Pigeons come from the family Columbidae, which includes 344 species, 13 of which are extinct. The remaining species are at various levels of conservation; the following pigeons are considered endangered or critically endangered.
These are the different kinds of pigeons:
Marquesan Imperial Pigeon
Outside of crowned pigeons, this bird is the largest. Found on the island of Nuku Hiva in French Polynesia, this pigeon has a sooty-grey head, throat, and breast and a brownish underbelly, with the rest of the body being a glossy green colour with a blueish tint.
Polynesian Imperial Pigeon
This endangered bird is endemic to the forests of French Polynesia. It has a large, knob-like bill, broad rounded wings, and plumage that in different parts is coloured either silver-grey, bronzy-green, or black.
Mindoro Imperial Pigeon
This bird is endemic to the central Philippines and is that country’s largest pigeon. The main threats to this species are habitat loss and hunting; the number of remaining mature individuals is estimated to be between 600 and 1700.
Sao Tome Green Pigeon
This bird is endemic to the island of Sao Tome. According to the illustration provided by Albert Eckhout, this bird is coloured green and brown. There are currently approximately 10,000 pigeons of this species in existence.
Comoros Green Pigeon
Known only from the Comoros island of Mwali today, this bird is found in evergreen forests, secondary forests, and coconut plantations. Though this pigeon is protected, poaching is still suspected; the number of remaining individuals is less than 2500.
Timor Green Pigeon
Found on the islands of Rote and Timor, this pigeon dwells mainly in subtropical and tropical lowland forests, including monsoon forests; they are frugivorous and have been recorded as eating figs. The main threat to this species is habitat loss.

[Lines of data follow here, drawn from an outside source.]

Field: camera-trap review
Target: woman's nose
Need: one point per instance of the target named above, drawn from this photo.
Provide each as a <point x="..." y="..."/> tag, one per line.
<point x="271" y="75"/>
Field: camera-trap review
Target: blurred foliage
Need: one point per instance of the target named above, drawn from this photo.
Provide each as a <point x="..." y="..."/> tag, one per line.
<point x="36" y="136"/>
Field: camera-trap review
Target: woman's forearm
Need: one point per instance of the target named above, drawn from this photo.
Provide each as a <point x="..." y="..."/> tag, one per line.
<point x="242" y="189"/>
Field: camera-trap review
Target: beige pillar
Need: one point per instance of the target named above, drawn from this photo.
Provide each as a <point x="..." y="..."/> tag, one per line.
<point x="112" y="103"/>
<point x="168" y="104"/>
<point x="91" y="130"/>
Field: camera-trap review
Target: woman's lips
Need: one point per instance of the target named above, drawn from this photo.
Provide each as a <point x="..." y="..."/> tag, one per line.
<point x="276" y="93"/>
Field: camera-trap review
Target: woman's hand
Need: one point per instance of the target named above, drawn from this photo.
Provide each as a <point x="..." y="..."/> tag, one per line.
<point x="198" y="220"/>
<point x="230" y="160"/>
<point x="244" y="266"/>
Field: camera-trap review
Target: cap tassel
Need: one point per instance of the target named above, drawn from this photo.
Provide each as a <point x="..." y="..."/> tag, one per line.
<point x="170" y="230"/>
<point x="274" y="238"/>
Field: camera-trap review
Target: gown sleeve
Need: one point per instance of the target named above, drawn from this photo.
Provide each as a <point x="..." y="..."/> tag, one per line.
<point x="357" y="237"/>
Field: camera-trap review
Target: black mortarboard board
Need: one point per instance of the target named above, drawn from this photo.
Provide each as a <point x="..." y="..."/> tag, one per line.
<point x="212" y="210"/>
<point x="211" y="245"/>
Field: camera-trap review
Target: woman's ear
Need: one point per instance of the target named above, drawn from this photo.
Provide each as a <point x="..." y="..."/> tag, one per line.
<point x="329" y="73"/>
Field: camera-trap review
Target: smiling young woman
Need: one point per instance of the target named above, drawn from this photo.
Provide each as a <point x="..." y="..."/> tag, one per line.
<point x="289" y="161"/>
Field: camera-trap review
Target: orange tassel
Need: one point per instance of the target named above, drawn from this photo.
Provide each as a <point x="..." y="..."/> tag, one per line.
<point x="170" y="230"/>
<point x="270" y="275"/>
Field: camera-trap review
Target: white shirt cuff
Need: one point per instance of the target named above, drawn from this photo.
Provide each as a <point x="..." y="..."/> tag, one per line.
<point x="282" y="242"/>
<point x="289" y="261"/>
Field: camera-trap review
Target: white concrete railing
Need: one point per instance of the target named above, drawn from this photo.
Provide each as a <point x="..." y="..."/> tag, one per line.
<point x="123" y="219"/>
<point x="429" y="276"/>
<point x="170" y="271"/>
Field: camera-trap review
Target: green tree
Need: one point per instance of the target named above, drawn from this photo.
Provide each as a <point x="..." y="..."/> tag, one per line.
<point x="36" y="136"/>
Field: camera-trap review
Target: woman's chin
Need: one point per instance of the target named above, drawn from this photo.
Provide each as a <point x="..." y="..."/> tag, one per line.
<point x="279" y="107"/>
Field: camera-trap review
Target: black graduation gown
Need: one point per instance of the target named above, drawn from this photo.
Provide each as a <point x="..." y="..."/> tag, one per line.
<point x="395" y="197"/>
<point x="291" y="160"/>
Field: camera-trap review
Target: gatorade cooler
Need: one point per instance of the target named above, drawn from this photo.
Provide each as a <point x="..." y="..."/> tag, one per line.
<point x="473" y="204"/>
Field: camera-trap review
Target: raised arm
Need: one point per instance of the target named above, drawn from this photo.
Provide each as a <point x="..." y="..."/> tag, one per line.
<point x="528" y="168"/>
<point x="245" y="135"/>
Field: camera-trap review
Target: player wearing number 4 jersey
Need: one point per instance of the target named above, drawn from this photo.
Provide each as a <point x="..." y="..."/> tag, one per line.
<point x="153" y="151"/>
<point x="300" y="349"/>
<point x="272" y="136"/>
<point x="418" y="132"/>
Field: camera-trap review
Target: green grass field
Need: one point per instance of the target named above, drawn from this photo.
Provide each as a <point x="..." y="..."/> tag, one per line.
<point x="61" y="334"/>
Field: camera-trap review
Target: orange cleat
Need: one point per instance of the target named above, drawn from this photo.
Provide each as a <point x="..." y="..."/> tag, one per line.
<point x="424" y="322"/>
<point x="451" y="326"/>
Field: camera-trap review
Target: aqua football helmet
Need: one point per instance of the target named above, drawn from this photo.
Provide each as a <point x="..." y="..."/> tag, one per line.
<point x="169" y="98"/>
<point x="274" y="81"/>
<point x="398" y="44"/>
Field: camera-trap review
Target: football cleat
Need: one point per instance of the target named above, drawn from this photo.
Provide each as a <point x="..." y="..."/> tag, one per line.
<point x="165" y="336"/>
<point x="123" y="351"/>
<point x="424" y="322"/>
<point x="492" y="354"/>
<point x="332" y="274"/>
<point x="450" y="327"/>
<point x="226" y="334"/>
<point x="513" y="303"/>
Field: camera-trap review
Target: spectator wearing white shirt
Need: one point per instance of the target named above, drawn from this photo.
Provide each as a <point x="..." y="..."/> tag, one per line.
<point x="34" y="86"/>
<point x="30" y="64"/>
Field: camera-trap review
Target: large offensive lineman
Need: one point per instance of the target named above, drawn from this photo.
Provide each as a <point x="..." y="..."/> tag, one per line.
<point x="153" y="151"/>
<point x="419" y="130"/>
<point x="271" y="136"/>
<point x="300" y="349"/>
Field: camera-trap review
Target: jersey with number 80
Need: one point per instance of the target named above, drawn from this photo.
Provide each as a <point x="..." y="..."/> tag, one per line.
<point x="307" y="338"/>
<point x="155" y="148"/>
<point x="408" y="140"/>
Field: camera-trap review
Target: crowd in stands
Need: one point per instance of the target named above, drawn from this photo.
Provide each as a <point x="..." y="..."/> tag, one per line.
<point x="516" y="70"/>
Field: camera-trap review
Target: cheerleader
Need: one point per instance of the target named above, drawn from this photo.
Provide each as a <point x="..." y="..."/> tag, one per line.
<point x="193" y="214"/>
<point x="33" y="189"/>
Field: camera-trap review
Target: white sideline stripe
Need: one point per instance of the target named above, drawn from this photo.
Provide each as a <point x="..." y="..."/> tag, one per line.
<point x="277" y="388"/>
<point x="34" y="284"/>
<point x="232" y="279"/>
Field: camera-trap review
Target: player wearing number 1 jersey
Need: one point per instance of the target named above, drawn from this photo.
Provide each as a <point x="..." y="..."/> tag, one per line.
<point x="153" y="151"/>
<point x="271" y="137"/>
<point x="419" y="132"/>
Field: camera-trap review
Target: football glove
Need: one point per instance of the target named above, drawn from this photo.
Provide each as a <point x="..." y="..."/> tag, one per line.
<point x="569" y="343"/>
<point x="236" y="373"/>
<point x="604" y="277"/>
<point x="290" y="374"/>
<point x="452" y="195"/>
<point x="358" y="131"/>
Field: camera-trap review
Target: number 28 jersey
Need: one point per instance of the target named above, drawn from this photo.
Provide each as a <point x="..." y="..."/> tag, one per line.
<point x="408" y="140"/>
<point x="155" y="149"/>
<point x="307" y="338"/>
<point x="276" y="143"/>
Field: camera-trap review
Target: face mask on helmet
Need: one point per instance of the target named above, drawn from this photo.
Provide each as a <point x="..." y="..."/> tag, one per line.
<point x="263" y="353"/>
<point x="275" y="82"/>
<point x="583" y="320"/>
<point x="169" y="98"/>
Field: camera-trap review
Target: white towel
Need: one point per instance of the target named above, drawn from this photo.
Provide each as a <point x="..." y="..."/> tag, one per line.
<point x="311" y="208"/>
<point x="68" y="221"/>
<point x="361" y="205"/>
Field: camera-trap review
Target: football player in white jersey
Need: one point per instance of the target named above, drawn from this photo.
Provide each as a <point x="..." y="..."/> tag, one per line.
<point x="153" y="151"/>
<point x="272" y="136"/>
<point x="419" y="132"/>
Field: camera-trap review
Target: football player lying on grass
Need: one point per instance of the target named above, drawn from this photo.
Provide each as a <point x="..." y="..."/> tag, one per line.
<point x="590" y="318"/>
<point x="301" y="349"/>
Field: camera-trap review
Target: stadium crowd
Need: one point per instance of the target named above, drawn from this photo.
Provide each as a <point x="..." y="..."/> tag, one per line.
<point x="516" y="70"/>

This large pigeon is found only on the island of Samoa and is that country’s national bird. They have reddish, greyish, blackish, and chestnut colouring, including a large bright red bill with tooth-like projections. Threats to the species include ongoing habitat loss, limited range, hunting, and cyclones.
Also known as the silvery or grey wood pigeon, this species is found in Indonesia and Malaysia; it was previously thought to be extinct but was potentially rediscovered in one location in 2008. Its existence elsewhere has also been confirmed by photographs. It lives in mangrove forests and other low-lying woodlands.
Sao Tome Olive Pigeon
Also known as the maroon pigeon, this bird is endemic to Sao Tome. Its continued survival depends primarily on stopping habitat loss.